Ton écriture est insaisissable. On dirait à te lire que tu tentes d’échapper à toutes les formes de discours préconçus, et que tu uses de la littérature pour saboter, déminer et parcourir le langage. Comment parviens-tu à ce permanent effet de surprise ?
Ca, c’est gentil… Mais je ne suis vraiment pas sûre d’en être arrivée là ! Il y a plutôt juxtaposition/confrontation de discours assez reconnaissables par ailleurs. Mais c’est vrai que je suis fascinée par les ruptures, que j’y vois la possibilité d’une sorte d’eurêka littéraire. Lautréamont/Ducasse y est parvenu. Mais la manière dont aujourd’hui, pour le roman, Céline Minard passe d’une écriture à l’autre avec la même joie dévastatrice, ça me passionne. Même chose chez Anne Parian, qui est plutôt classée poète, et qui fait un nouveau livre à chaque livre ! Vous en connaissez beaucoup, vous, des écrivains qui font un nouveau livre à chaque livre ? En principe, on s’en tient à la petite fabrique des styles, au logo perso – en France, c’est ce qui paye.
On a également l’impression à te lire que tu n’uses d’aucune forme littéraire sans la revisiter, d’où ce qu’il peut y avoir de désarçonnant dans tes livres : ils suspectent, derrière chaque image, la possibilité d’un cliché.
Certains sont même construits à partir d’un énorme cliché, comme Jeanne Darc ou Saint-Tropez. Pour les défaire ou simplement les faire tourner en bourrique, j’essaye de m’en prendre aux plus petites unités de la langue (la lettre, comme quand je joue sur « Tropez »/ « Torpez ») mais aussi au « dispositif » d’ensemble – autant dire le livre, et même la succession des livres, la manière dont ils s’enchaînent en paraissant se contredire ou se compléter. De fait, le mot « suspecter » est juste : il vaut mieux être paranoïaque, quand on écrit – ça facilite le travail.
Quel est ton rythme d’écriture ? Rapide ou lent ?

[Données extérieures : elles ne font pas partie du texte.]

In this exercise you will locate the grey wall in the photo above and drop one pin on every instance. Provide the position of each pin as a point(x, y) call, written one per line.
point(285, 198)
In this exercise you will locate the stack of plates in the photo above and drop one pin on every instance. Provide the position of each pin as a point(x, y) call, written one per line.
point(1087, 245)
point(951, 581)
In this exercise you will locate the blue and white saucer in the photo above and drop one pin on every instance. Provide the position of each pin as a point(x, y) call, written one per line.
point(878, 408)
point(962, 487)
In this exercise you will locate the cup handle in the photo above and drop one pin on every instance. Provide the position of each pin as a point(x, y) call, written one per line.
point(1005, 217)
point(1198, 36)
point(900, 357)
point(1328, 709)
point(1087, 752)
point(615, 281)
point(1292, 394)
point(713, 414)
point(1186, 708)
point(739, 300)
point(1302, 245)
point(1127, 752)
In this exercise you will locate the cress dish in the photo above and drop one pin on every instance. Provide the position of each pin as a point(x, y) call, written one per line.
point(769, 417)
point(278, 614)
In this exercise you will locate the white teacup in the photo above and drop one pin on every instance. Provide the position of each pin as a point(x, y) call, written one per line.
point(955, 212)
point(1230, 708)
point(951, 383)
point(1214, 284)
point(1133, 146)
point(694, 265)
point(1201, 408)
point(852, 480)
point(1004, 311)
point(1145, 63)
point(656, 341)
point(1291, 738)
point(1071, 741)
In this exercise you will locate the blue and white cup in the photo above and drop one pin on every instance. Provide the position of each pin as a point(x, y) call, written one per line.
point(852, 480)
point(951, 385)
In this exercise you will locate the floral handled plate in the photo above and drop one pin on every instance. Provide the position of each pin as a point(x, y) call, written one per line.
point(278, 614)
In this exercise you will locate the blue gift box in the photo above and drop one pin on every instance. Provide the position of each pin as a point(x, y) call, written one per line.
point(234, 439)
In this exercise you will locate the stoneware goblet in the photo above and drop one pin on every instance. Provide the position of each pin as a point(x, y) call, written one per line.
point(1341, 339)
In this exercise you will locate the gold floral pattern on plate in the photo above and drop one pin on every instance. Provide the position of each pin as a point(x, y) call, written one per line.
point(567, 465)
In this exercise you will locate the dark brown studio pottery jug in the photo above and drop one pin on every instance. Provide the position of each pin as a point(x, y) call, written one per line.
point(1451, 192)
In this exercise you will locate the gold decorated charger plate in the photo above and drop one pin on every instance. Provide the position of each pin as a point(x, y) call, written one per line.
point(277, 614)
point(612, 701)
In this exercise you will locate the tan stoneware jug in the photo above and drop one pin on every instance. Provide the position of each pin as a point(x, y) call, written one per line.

Ça dépend par rapport à qui : par rapport à Balzac, super-lent ! Quand je sens que ça bloque, j’abandonne. Sinon, l’écriture, c’est assez proche du sport, au sens où ça te construit concrètement et où tu « perds » vite quand tu ne pratiques pas régulièrement.
On découvre sur le net que tu as participé à l’élaboration d’un curieux jeu vidéo : Blektre. Peux-tu parler de ce projet ?
Ce que j’ai fait avec Blektre est une adaptation tout à fait classique. Le jeu a été créé par Erreur (Charles Torris) et fait encore partie de l’excellent site Hyperlink, l’un des rares sites à réellement travailler négativement et à proposer un regard critique d’ensemble sur les pratiques du net. Blektre est un sommet de minimalisme internet et littéraire. J’en ai fait une sorte de pièce de théâtre brechtienne, avec l’accord de Torris, qui cosigne le texte, en tentant de conserver le génie original du jeu. La pièce a eu l’aide à la création du Centre National du Théâtre et sera mise en scène – ou, disons, interprétée – par Yves-Noël Genod.